Graph Embeddings with Python — Core Concepts

Why graphs need embeddings

Machine learning algorithms expect fixed-size numerical inputs — feature vectors. Graphs are irregular: nodes have different numbers of neighbors, paths vary in length, and the topology encodes information that tabular features can’t capture. Graph embeddings bridge this gap by mapping each node (or edge, or subgraph) to a fixed-dimensional vector that preserves structural properties.

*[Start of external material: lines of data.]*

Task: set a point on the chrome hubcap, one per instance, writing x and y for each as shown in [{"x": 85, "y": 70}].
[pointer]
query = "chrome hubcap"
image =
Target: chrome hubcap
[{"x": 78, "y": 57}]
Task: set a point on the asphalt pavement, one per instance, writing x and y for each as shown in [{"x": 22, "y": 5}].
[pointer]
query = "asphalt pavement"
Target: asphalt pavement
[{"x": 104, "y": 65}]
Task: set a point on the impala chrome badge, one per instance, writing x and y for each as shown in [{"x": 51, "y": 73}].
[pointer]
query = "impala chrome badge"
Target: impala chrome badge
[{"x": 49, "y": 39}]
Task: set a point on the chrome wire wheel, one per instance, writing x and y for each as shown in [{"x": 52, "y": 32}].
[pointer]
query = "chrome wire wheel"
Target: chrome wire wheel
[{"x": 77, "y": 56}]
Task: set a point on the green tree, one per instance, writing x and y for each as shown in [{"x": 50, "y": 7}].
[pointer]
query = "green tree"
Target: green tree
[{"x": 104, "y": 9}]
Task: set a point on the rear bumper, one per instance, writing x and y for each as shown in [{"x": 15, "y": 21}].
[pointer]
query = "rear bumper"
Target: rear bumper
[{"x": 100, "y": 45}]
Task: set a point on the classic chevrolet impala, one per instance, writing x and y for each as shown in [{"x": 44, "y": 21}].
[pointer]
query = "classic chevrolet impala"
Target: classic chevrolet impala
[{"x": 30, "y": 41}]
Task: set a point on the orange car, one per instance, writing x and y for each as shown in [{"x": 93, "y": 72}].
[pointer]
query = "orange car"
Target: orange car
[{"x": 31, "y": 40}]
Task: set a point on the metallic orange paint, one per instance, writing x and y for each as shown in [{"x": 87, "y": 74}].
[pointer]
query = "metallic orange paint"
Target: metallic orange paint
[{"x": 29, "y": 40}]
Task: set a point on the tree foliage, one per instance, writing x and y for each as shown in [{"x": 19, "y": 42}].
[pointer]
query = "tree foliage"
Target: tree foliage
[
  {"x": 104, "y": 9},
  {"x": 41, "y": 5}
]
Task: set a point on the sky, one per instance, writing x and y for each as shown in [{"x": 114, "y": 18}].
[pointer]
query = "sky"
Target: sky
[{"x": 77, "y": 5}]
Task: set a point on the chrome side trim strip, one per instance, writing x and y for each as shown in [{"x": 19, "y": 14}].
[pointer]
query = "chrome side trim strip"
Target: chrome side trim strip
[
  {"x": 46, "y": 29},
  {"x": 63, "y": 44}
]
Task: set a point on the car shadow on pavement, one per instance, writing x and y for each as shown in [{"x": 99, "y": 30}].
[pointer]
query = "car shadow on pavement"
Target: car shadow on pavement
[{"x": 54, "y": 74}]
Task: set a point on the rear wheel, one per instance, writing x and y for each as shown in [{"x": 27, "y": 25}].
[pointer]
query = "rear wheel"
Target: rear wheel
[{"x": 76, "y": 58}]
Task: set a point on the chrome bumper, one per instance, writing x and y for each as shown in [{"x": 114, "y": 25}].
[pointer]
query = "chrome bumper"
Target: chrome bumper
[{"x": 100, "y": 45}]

Once embedded, you can use standard ML tools: logistic regression for node classification, cosine similarity for link prediction, k-means for community detection.

The random walk family

DeepWalk

DeepWalk (2014) was the first influential graph embedding method. The idea is borrowed from natural language processing:

1. Perform multiple random walks from each node — like wandering randomly through the graph.
2. Treat each walk as a “sentence” where nodes are “words.”
3. Train a Word2Vec model on these sentences.

Nodes that appear in similar contexts (same walks) end up with similar vectors. If two nodes share many neighbors, they’ll show up together in walks frequently, producing close embeddings.

Node2Vec

Node2Vec (2016) extends DeepWalk with two parameters that control the walk behavior:

• p (return parameter) — How likely the walk is to backtrack. Low p means the walk tends to revisit recent nodes, emphasizing local structure.
• q (in-out parameter) — How likely the walk is to explore outward. Low q encourages exploration, capturing global community structure.

By tuning p and q, you control whether embeddings emphasize local neighborhoods (homophily) or structural roles (nodes in similar positions across different parts of the graph).

Matrix factorization methods

An alternative family decomposes the graph’s adjacency matrix (or a derived matrix like the Laplacian) into lower-rank factors:

• Laplacian Eigenmaps — Uses eigenvectors of the graph Laplacian to embed nodes. Connected nodes get close embeddings.
• GraRep — Captures k-step relationships by factorizing powers of the adjacency matrix.

These methods have solid theoretical foundations but scale poorly to millions of nodes because of the matrix decomposition cost.

Knowledge graph embeddings

For knowledge graphs with typed relationships (triples like “Einstein → born_in → Ulm”), specialized methods exist:

• TransE — Models relationships as translations in embedding space. If embedding(Einstein) + embedding(born_in) ≈ embedding(Ulm), the triple is considered valid.
• RotatE — Models relationships as rotations, handling symmetric and antisymmetric relations better than TransE.
• ComplEx — Uses complex-valued embeddings to model asymmetric relations.

These methods are critical for link prediction in knowledge graphs — predicting missing facts like “Who else was born in Ulm?”

How it works in practice

A typical workflow:

1. Load the graph — From an edge list, adjacency matrix, or database query.
2. Choose a method — Node2Vec for general graphs, TransE for knowledge graphs.
3. Set hyperparameters — Embedding dimension (typically 64-256), walk length, number of walks.
4. Train — Generate walks and train the model. Takes minutes for thousands of nodes, hours for millions.
5. Evaluate — Use the embeddings for a downstream task (classification, link prediction) and measure accuracy.

Evaluation approaches

Embeddings are only as good as their downstream performance. Common evaluation tasks:

• Node classification — Train a classifier on embeddings and labels. Accuracy measures how well embeddings capture class-relevant structure.
• Link prediction — Hide some edges, embed the remaining graph, and predict hidden edges. AUC-ROC is the standard metric.
• Visualization — Reduce embeddings to 2D with t-SNE or UMAP. If clusters align with known communities, the embeddings capture meaningful structure.

Common misconception

“Higher embedding dimensions are always better.” Beyond a point (usually 128-256 dimensions), additional dimensions capture noise rather than signal. They also increase memory usage and training time. Start with 64 dimensions and increase only if downstream metrics improve.

One thing to remember: Graph embeddings convert topology into geometry — positions in vector space — letting you apply any standard ML algorithm to graph-structured data.